The interior design is instantly recognizable. It is the well-known platform developed and manufactured by Channel Well. It is also used in the 1500W unit from Thermaltake (which will be discussed later in this review) as well as in 1000W and higher power supplies selling under several other brands.
The photo shows clearly the symmetric design of the PSU. You can divide it along the middle into two identical halves. These are actually two power supplies, each for 750W, within a common housing.
The sub-PSUs are only connected by the turn-on circuit because they are started up simultaneously. Each sub-PSU has an active PFC device (the PFC chokes can be seen between the heatsinks in the photo), PWM controller, power transformer, and output rectifiers. In other words, if you take the NRP-HC1501 apart and unsolder about half the components, it will work like a regular 750W power supply.
The single important difference between the sub-PSUs is the selection of voltages they provide. One yields +12V and +5V while the other, +12V and +3.3V. The +5V and +3.3V voltages are generated by dedicated switching regulators mounted on small cards (one such card can be seen in the photo above). These are full-featured power sources with a PWM controller, choke, synchronous rectifier and smoothing capacitors. Each source lowers the input +12V voltage to the necessary level. Thus, the NRP-HC1501 implements dedicated voltage regulation.
The controllers of the main regulators of the sub-PSUs are located on small separate cards and based on Champion Micro CM6800G chips.
And there are two more cards (one for each sub-PSU) with a fan controller and overload & overvoltage protection. Since there is only one fan in the PSU, one card only controls the currents and voltages of its sub-PSU.
In fact, there is nothing extraordinary about the design of each of the sub-PSUs. Excepting the step-down regulators for +5V and +3.3V voltages, they are ordinary modern power supplies with active PFC. And the regulators are used to save space in the first place. The component density is high, and the more widespread design for providing +5V and +3.3V in mainstream and top-end power supplies – by means of saturated-core chokes – just would not fit into the housing. The regulators employed here are more complex and expensive but are implemented as a narrow card that can be easily installed at the side panel of the case.

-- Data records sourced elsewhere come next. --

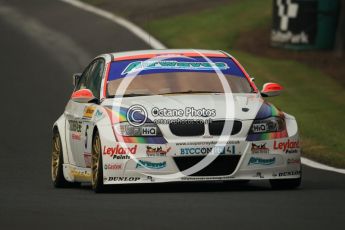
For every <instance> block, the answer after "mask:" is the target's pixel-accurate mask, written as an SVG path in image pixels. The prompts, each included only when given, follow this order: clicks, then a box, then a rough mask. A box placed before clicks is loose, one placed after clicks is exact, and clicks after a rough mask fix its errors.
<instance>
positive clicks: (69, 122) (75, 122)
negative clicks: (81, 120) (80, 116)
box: [68, 120, 82, 133]
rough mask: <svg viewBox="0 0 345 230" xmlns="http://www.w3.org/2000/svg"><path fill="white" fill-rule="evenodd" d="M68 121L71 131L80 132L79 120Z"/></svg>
mask: <svg viewBox="0 0 345 230" xmlns="http://www.w3.org/2000/svg"><path fill="white" fill-rule="evenodd" d="M68 123H69V130H70V131H72V132H78V133H80V132H81V124H82V122H81V121H75V120H68Z"/></svg>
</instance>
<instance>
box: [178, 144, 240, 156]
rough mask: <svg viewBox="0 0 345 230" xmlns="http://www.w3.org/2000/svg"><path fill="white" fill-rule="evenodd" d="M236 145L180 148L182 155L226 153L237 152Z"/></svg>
mask: <svg viewBox="0 0 345 230" xmlns="http://www.w3.org/2000/svg"><path fill="white" fill-rule="evenodd" d="M235 149H236V148H235V145H231V146H226V147H222V146H214V147H200V148H182V149H180V153H181V155H205V154H209V153H211V152H212V150H213V153H211V154H214V155H216V154H225V153H230V154H235Z"/></svg>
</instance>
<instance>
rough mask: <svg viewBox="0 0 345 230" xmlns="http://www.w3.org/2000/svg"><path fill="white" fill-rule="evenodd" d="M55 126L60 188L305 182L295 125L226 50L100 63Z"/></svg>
mask: <svg viewBox="0 0 345 230" xmlns="http://www.w3.org/2000/svg"><path fill="white" fill-rule="evenodd" d="M73 79H74V85H75V88H74V91H73V93H72V96H71V98H70V100H69V102H68V104H67V106H66V109H65V111H64V113H63V114H62V115H61V117H60V118H59V119H58V120H57V121H56V122H55V124H54V126H53V142H52V143H53V145H52V161H51V171H52V180H53V183H54V185H55V186H56V187H65V186H67V185H68V184H70V183H73V182H91V184H92V188H93V189H94V190H95V191H96V192H99V191H102V190H103V189H104V187H105V186H107V185H113V184H133V183H136V184H137V183H161V182H185V181H188V182H193V181H233V180H239V181H250V180H269V181H270V183H271V186H272V187H273V188H296V187H298V186H299V185H300V183H301V162H300V147H299V136H298V128H297V123H296V120H295V118H294V117H293V116H291V115H289V114H287V113H284V112H282V111H280V110H279V109H277V108H276V107H275V106H273V105H272V104H270V103H268V102H266V101H264V100H263V97H268V96H275V95H278V94H279V93H280V91H281V90H282V87H281V86H280V85H278V84H276V83H266V84H265V85H264V86H263V89H262V90H261V91H259V90H258V89H257V87H256V86H255V84H254V82H253V79H252V78H250V77H249V75H248V74H247V73H246V71H245V70H244V69H243V67H242V66H241V65H240V64H239V62H238V61H237V60H236V59H235V58H234V57H232V56H231V55H229V54H227V53H225V52H223V51H212V50H146V51H135V52H133V51H132V52H122V53H110V54H104V55H101V56H98V57H96V58H95V59H94V60H93V61H92V62H91V63H90V64H89V65H88V66H87V68H86V69H85V70H84V72H83V73H82V74H75V75H74V78H73Z"/></svg>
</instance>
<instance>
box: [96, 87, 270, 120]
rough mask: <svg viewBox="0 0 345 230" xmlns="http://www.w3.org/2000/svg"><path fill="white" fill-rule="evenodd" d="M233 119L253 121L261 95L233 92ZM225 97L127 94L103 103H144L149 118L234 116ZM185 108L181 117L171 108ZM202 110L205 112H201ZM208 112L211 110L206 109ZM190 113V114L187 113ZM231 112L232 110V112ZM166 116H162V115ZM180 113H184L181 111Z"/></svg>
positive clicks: (151, 118) (171, 118)
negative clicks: (175, 113) (137, 94)
mask: <svg viewBox="0 0 345 230" xmlns="http://www.w3.org/2000/svg"><path fill="white" fill-rule="evenodd" d="M231 97H232V98H233V101H234V103H233V104H234V107H233V108H229V109H230V110H229V111H234V114H233V115H234V119H236V120H251V119H255V117H256V116H257V113H258V111H259V110H260V108H261V106H262V104H263V103H264V100H263V99H262V98H261V97H260V96H259V94H253V93H251V94H233V95H232V96H231ZM226 104H227V101H226V97H225V96H224V94H174V95H154V96H140V97H125V98H122V99H121V98H114V99H106V100H105V101H103V103H102V105H103V106H105V107H108V108H112V109H115V108H119V107H121V108H130V107H133V106H142V107H143V108H145V109H146V111H147V115H148V118H149V119H151V120H153V119H161V118H164V119H174V118H175V119H176V118H180V119H205V118H210V119H226V118H228V119H231V117H229V116H227V114H226ZM228 104H231V103H228ZM157 109H159V111H163V113H164V114H160V116H155V115H154V111H157ZM203 109H204V110H203ZM173 110H175V111H176V110H180V111H181V110H182V111H183V112H182V116H176V114H174V115H172V116H171V114H170V113H169V111H170V112H171V111H173ZM201 110H203V112H202V111H201ZM206 111H208V112H206ZM188 112H189V114H187V113H188ZM230 114H231V113H230ZM162 115H163V116H162ZM179 115H181V113H179Z"/></svg>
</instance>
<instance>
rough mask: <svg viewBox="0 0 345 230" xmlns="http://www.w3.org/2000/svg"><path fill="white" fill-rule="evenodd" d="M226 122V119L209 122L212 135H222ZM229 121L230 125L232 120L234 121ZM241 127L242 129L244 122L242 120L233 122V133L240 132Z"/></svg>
mask: <svg viewBox="0 0 345 230" xmlns="http://www.w3.org/2000/svg"><path fill="white" fill-rule="evenodd" d="M225 122H226V121H224V120H222V121H212V122H211V123H210V124H209V130H210V135H212V136H220V135H221V134H222V131H223V127H224V125H225ZM227 122H229V125H230V122H231V123H232V121H227ZM241 129H242V122H240V121H235V122H233V126H232V131H231V135H236V134H237V133H239V132H240V131H241Z"/></svg>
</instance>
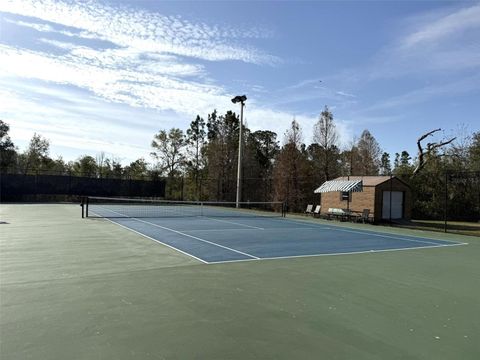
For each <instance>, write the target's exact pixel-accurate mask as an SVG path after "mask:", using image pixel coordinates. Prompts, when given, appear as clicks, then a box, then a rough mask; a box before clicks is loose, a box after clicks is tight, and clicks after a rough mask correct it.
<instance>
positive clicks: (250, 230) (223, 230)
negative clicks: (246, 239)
mask: <svg viewBox="0 0 480 360" xmlns="http://www.w3.org/2000/svg"><path fill="white" fill-rule="evenodd" d="M256 230H257V229H239V228H231V229H229V228H224V229H196V230H183V229H182V230H178V231H181V232H187V233H188V232H219V231H256Z"/></svg>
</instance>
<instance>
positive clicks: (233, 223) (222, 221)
mask: <svg viewBox="0 0 480 360" xmlns="http://www.w3.org/2000/svg"><path fill="white" fill-rule="evenodd" d="M204 217H206V218H207V219H210V220H214V221H218V222H224V223H228V224H234V225H240V226H245V227H249V228H252V229H257V230H265V229H264V228H260V227H258V226H252V225H246V224H242V223H237V222H235V221H227V220H220V219H214V218H211V217H209V216H204Z"/></svg>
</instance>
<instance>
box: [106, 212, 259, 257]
mask: <svg viewBox="0 0 480 360" xmlns="http://www.w3.org/2000/svg"><path fill="white" fill-rule="evenodd" d="M105 210H107V211H111V212H113V213H115V214H118V215H121V216H123V218H127V219H132V220H135V221H139V222H142V223H145V224H149V225H152V226H155V227H158V228H161V229H164V230H167V231H171V232H173V233H176V234H179V235H183V236H186V237H189V238H192V239H195V240H198V241H202V242H204V243H207V244H210V245H214V246H218V247H220V248H223V249H226V250H230V251H233V252H235V253H238V254H241V255H245V256H247V257H250V258H252V259H260V258H259V257H256V256H254V255H251V254H247V253H245V252H242V251H240V250H235V249H232V248H229V247H227V246H223V245H220V244H217V243H214V242H211V241H208V240H205V239H201V238H199V237H197V236H193V235H189V234H185V233H182V232H180V231H177V230H174V229H170V228H167V227H165V226H161V225H158V224H154V223H152V222H149V221H145V220H140V219H138V218H129V217H128V216H125V215H123V214H120V213H118V212H116V211H114V210H110V209H105ZM115 224H118V223H115ZM172 248H174V249H176V248H175V247H173V246H172ZM177 250H178V249H177Z"/></svg>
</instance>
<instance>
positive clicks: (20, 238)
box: [0, 204, 480, 360]
mask: <svg viewBox="0 0 480 360" xmlns="http://www.w3.org/2000/svg"><path fill="white" fill-rule="evenodd" d="M92 209H93V208H92ZM92 209H91V210H92ZM169 209H170V208H169ZM187 209H188V207H185V206H184V205H182V206H181V211H182V212H185V210H187ZM79 210H80V209H79V206H78V204H6V205H2V206H1V207H0V216H1V217H2V221H3V224H1V225H0V226H1V227H2V228H1V230H2V231H1V235H0V250H1V251H0V290H1V293H2V301H1V302H0V313H1V315H2V316H0V339H1V341H0V343H1V346H0V349H1V350H0V354H1V355H0V358H2V359H31V358H33V359H66V358H68V359H97V358H101V359H132V358H139V359H148V358H163V359H196V358H202V359H203V358H205V359H311V358H312V357H313V358H314V357H322V358H332V359H333V358H335V359H362V360H363V359H365V360H367V359H368V360H370V359H433V358H434V359H460V358H461V359H472V360H474V359H475V360H476V359H478V354H479V351H480V348H479V343H478V341H477V338H478V334H479V333H480V328H479V323H478V321H477V317H475V316H474V315H475V314H478V313H479V311H480V305H479V303H478V298H479V296H480V293H479V289H480V287H479V286H478V281H479V278H478V274H479V262H478V258H479V254H480V243H479V241H478V238H476V237H469V238H467V237H464V236H460V235H455V234H440V233H433V232H415V231H405V230H404V229H395V228H382V227H375V226H371V225H362V224H348V223H332V222H329V221H326V220H319V219H312V217H308V218H307V217H297V218H296V219H294V218H293V217H287V218H282V217H281V216H278V214H269V217H259V216H256V217H252V216H241V215H242V214H241V213H240V212H238V213H236V214H235V215H236V216H231V215H230V216H226V214H227V213H226V212H224V213H223V216H220V215H221V214H220V213H219V214H217V216H216V217H214V218H208V217H207V216H195V215H193V213H192V214H191V216H186V214H184V215H182V217H180V216H177V215H175V213H176V212H177V210H173V213H172V214H171V216H170V217H164V218H154V217H145V216H148V215H149V214H147V213H146V212H143V213H142V212H141V211H139V212H137V214H136V216H138V217H137V218H135V219H134V218H125V216H120V215H118V214H117V217H113V218H109V219H108V220H107V219H98V218H97V219H96V218H92V219H82V218H81V217H80V216H79ZM119 210H120V211H122V210H121V209H118V208H117V209H116V210H115V211H117V212H120V211H119ZM137 210H140V207H139V209H137ZM178 210H180V209H178ZM191 210H193V209H191ZM204 210H205V209H204ZM97 211H98V209H97ZM171 211H172V210H169V212H171ZM233 211H236V210H233ZM242 212H243V211H242ZM250 212H251V210H249V211H247V212H246V213H250ZM92 215H93V214H92ZM142 215H143V216H144V217H140V216H142ZM150 215H151V216H153V214H150ZM274 215H277V216H274ZM272 216H273V217H272ZM138 220H142V221H145V222H151V223H155V224H157V225H160V226H163V227H168V228H169V229H171V230H167V229H162V228H159V227H158V226H153V225H149V224H146V223H142V222H141V221H138ZM227 221H228V222H227ZM229 222H230V223H229ZM231 222H235V223H238V224H232V223H231ZM134 224H135V225H134ZM240 224H242V225H240ZM120 225H122V226H124V227H122V226H120ZM244 225H248V226H257V227H261V228H263V230H261V229H255V228H252V229H249V228H248V227H246V226H244ZM334 225H335V226H334ZM126 226H128V229H127V228H125V227H126ZM134 227H135V229H138V230H141V231H142V233H147V232H148V231H149V232H150V235H152V236H156V237H157V236H158V238H161V241H162V242H165V243H166V242H167V241H168V243H169V244H168V246H162V245H159V244H158V243H156V242H155V241H152V240H151V239H148V238H146V237H145V236H150V235H147V234H144V235H143V236H140V235H139V234H138V232H137V230H135V229H134ZM273 228H276V229H277V230H275V229H273ZM172 230H175V231H178V232H181V233H182V234H180V233H175V232H174V231H172ZM185 235H192V236H195V237H197V238H201V239H203V240H207V241H209V242H211V243H215V244H217V245H213V244H210V245H208V246H212V247H207V243H205V242H203V241H200V240H195V239H194V238H191V239H190V240H192V242H191V243H189V242H188V240H189V237H188V236H185ZM377 235H380V236H377ZM152 238H153V237H152ZM395 238H399V239H395ZM236 239H237V240H238V241H237V240H236ZM312 239H313V240H312ZM401 239H403V240H401ZM407 239H409V240H415V242H413V241H407ZM194 240H195V241H194ZM450 240H453V241H455V242H456V243H458V244H460V243H466V242H468V243H469V245H468V246H452V245H454V243H453V242H450ZM368 241H371V242H375V241H379V242H378V243H376V244H375V247H370V246H368V245H367V242H368ZM389 241H394V243H390V248H389V249H386V248H387V246H386V244H388V242H389ZM416 241H420V242H421V243H417V242H416ZM347 242H348V243H349V244H350V245H349V246H355V247H356V248H358V246H359V245H360V244H362V246H364V247H365V249H367V250H366V252H363V253H359V254H354V255H342V256H312V255H322V254H325V255H328V254H330V253H334V254H336V253H339V252H340V247H339V246H340V244H344V245H342V249H343V250H342V251H347V250H348V249H347V245H346V244H347ZM424 242H428V243H424ZM187 243H188V244H189V245H188V246H187V247H184V248H181V249H180V247H181V245H180V244H187ZM313 243H316V246H318V247H317V248H315V247H314V246H313ZM319 244H323V246H324V248H323V249H321V248H320V245H319ZM371 244H373V243H371ZM379 244H382V248H384V249H385V250H386V251H382V250H381V249H380V245H379ZM218 245H224V246H227V247H231V248H233V249H235V250H239V251H242V250H243V251H244V252H246V253H249V254H250V255H254V256H256V257H259V258H275V259H276V260H268V261H260V260H256V259H250V258H248V257H247V259H244V260H240V261H238V260H225V259H227V254H228V256H230V257H233V255H232V252H231V251H225V252H222V253H220V255H221V256H218V258H216V259H214V258H207V257H205V258H204V256H205V253H207V249H208V250H209V252H211V253H213V252H215V251H219V248H220V247H219V246H218ZM417 245H418V246H419V247H427V248H426V249H420V250H417V249H418V247H416V246H417ZM174 246H175V249H178V250H181V251H184V253H181V252H179V251H178V250H174V249H173V248H174ZM289 246H290V248H289ZM402 246H403V247H402ZM412 247H413V249H412V250H408V251H396V250H398V249H407V248H412ZM371 248H374V249H376V250H374V251H378V252H370V250H368V249H371ZM182 249H183V250H182ZM292 249H296V250H297V252H296V253H295V252H293V250H292ZM299 249H303V251H300V250H299ZM225 250H226V249H225ZM390 250H394V251H390ZM187 251H188V253H189V254H190V255H189V256H187V255H185V254H186V253H187ZM334 251H335V252H334ZM348 251H353V249H350V250H348ZM233 253H234V254H236V253H235V252H233ZM283 254H288V257H284V258H283V259H282V258H280V257H281V256H283ZM297 254H302V255H299V257H293V256H297ZM192 255H193V256H197V257H198V259H202V260H203V261H204V262H205V261H207V262H211V263H213V264H212V265H205V264H204V263H203V262H201V261H199V260H197V259H195V258H193V257H192ZM235 256H236V255H235ZM220 259H223V261H225V262H224V263H221V260H220Z"/></svg>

So, it is the joining of two virtually independent power supplies within one housing that is the unique idea here. But I doubt it will ever be really popular among the manufacturers. This design is complex and expensive and the load must be distributed symmetrically between the sub-PSUs’ outputs in order to get the full output power from the PSU. Moreover, such a high wattage is not actually needed by modern computers.
There is one more card near the external vent grid. It carries the standby source which is shared by both sub-PSUs.
KY series capacitors from United Chemi-Con are installed at the PSU’s output. This company’s products enjoy good reputation, but the KY series has the highest ESR rating among all the series intended for switching power supplies. PSU makers usually prefer the KZE series which has lower ESR.